Polysomnography was performed in the sleep laboratory with a full night recording and patient admission between 19:00 and 20:00 h and discharge at 7:00 h on the next day. In the sleep laboratory, the patients responded to a standard questionnaire before and after the recording. The examinations were recorded with a digital biologic polysomnograph (Poliwin 2000 program) with a minimum recording time of 5 h. The variables studied were grouped into standard assemblies internationally proposed for polysomnography.
Regarding cephalometry, two lateral teleradiographs were obtained for each patient at different times (preoperatively, T1; and postoperatively, T2). The routine of the radiographic examination was standardized to obtain lateral teleradiographs. The procedure was performed by the same technician always using the same apparatus. Part of this standardization was the visualization of the lingual contour using barium sulfate contrast applied to the median sulcus of the patient’s tongue with a cotton swab. This procedure permitted the authors to contrast the contour of the tongue, which is often not visualized when the conventional technique is used.
The radiograph was obtained with the patient standing in a lateral position, 90 degrees in relation to the apparatus, with the position of the head being maintained with a cephalostat. The distance of 1.55 m between source, object and film minimized the distortions of the radiographic image. The patients were instructed to keep their teeth in occlusion, with lips sealed and tongue relaxed on the floor of the mouth, without swallowing. The radiograph was obtained at the final phase of expiration. The teleradiography tracings (T1 and T2) were performed by the same investigator.

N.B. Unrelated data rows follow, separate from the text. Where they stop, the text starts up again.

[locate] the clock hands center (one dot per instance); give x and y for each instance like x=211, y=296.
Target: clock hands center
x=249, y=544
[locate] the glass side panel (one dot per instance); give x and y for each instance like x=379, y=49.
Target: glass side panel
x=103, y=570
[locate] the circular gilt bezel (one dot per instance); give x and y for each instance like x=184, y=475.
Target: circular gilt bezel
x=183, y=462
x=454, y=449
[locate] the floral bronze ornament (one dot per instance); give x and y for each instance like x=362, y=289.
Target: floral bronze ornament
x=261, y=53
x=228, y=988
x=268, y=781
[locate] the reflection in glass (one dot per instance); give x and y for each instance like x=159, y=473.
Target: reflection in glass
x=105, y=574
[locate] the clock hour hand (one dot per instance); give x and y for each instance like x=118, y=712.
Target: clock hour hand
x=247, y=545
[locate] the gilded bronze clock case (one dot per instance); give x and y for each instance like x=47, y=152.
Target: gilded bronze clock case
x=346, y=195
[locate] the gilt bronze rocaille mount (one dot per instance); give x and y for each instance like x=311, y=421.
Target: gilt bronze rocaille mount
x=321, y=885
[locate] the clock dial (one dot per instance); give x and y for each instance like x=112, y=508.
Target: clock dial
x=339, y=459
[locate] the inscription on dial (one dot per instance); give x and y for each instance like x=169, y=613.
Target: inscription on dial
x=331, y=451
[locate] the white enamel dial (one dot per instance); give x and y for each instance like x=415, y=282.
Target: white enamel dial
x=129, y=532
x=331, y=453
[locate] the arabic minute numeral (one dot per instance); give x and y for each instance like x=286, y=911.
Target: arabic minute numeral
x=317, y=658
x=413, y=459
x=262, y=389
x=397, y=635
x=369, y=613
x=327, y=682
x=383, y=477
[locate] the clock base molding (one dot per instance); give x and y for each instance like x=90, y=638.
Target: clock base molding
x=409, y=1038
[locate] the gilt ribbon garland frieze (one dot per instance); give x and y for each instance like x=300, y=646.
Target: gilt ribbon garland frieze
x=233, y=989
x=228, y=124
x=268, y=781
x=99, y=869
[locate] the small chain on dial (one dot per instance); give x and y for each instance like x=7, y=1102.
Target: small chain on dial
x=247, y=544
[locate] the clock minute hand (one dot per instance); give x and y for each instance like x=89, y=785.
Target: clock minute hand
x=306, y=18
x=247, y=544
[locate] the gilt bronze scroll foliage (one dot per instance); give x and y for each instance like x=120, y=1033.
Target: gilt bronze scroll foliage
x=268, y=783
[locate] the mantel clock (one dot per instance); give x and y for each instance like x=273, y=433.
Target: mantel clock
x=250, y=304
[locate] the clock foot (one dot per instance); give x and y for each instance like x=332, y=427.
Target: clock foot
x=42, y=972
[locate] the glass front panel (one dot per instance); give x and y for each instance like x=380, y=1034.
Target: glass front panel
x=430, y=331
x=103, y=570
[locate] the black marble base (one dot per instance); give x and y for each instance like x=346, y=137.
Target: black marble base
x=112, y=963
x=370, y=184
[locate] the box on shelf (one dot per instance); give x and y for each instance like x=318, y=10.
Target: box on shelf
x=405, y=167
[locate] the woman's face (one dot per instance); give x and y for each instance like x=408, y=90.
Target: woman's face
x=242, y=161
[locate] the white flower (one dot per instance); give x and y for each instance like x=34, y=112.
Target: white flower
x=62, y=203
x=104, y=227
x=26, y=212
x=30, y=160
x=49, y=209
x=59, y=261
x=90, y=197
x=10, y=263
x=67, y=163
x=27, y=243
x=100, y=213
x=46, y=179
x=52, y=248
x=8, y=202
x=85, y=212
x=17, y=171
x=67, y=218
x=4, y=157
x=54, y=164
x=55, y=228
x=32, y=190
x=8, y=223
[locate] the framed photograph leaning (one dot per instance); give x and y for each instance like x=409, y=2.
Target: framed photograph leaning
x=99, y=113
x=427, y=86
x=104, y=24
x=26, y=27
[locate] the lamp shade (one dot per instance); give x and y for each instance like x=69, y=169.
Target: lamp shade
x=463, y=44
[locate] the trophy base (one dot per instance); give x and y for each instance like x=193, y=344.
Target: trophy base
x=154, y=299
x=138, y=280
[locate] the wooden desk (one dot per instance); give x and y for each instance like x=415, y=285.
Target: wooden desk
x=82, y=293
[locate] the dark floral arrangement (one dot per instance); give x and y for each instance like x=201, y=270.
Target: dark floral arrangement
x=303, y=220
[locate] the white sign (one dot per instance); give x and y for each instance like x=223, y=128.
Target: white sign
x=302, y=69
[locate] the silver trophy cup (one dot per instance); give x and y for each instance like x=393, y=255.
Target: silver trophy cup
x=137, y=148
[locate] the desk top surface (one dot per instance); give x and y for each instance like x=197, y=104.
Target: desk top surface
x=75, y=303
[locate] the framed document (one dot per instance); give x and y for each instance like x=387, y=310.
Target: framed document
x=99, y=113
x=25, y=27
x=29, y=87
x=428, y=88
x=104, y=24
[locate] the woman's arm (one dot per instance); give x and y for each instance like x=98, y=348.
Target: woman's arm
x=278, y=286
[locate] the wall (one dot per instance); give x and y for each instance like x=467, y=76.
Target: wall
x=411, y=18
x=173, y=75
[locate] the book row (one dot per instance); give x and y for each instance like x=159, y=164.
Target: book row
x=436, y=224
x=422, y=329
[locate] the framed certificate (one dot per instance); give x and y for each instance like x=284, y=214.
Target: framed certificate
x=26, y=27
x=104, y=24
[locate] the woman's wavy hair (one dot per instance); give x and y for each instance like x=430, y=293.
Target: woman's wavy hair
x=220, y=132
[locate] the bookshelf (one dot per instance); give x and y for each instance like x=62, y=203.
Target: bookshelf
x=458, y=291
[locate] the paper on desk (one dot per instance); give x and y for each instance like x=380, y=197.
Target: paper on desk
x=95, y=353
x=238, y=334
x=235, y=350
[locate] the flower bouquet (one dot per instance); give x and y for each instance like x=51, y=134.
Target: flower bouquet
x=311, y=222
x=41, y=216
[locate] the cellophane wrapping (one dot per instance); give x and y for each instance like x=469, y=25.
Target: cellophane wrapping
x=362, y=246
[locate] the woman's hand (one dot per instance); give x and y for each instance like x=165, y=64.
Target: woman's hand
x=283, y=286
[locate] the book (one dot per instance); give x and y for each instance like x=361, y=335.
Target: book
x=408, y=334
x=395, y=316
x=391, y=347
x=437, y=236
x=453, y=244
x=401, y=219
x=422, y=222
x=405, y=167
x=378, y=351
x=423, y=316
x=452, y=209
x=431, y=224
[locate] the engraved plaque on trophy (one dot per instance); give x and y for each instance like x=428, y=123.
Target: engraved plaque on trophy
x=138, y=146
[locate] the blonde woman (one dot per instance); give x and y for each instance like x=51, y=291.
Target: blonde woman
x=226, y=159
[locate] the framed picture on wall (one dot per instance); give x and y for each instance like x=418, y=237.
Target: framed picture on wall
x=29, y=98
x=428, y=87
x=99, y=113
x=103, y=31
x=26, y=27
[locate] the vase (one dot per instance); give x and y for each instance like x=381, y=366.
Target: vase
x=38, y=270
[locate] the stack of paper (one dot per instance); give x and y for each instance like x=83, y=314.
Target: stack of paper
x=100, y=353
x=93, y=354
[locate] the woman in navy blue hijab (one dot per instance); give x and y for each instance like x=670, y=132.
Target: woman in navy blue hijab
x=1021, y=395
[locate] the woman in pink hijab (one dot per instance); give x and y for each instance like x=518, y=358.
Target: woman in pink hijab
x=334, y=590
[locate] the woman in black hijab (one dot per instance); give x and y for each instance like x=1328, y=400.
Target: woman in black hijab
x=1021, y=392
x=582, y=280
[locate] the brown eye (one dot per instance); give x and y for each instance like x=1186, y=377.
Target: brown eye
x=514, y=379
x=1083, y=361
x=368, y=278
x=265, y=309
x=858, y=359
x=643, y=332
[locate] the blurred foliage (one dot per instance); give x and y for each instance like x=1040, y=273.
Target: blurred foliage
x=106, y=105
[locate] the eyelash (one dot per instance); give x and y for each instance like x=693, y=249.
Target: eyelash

The study was based on cephalometric analysis of lateral teleradiographs obtained by a standard technique ( Fig. 1 ). The authors used the habitual tracing with a standardized technique to obtain the following measurements. First, SNA, the angle formed by the joining of the sella, nasion and A point. This angle shows the position of the maxilla in relation to the anterior base of the skull, thus defining the degree of protrusion or retrusion of the maxilla in the anteroposterior direction. Second, SNB, the angle formed by the joining of the sella, nasion and B point. The amplitude of this angle indicates the position of the mandible in relation to the anterior base of the skull, thus demonstrating the degree of protrusion or retrusion of the mandible in the anteroposterior direction. Third, Mp, the mandibular plane, a plane constructed from the gnathion (Gn) to the gonion (Go). Fourth, Mp–H, the linear distance along a perpendicular line from point H to the mandibular plane (Mp). Fifth, PAS, the lower pharyngeal airway space related to the retrolingual airway space. The linear distance between a point on the base of the tongue and a point on the posterior pharyngeal wall, both determined by the extension of the B–Go line. Sixth, AA–PNS, the bone oropharynx defined as the linear distance between the atlas vertebra (AA) and the PNS. Seventh, UPPhW–PP1, the upper pharyngeal space related to the retropalatal airway space. The linear distance between the Upphw point and the PP1 point determined from the projection of the PNS–ANS line in the pharynx. Eighth, C3–H, the linear distance between points C3 and H, essential for the verification of the positioning of the hyoid bone. Ninth, C3–Me, the distance between points C3 and Me. Tenth, Go–Me, the distance between points Go and Me. It refers to the effective length of the mandible.
Exploratory analyses of the data were first performed. The nonparametric Wilcoxon test for paired data was used to compare the cephalometry variables before and after surgery. The null hypothesis of this test is that the two samples have the same distribution. The graphs were prepared with the R software, version 2.6.2. The results are listed in the tables.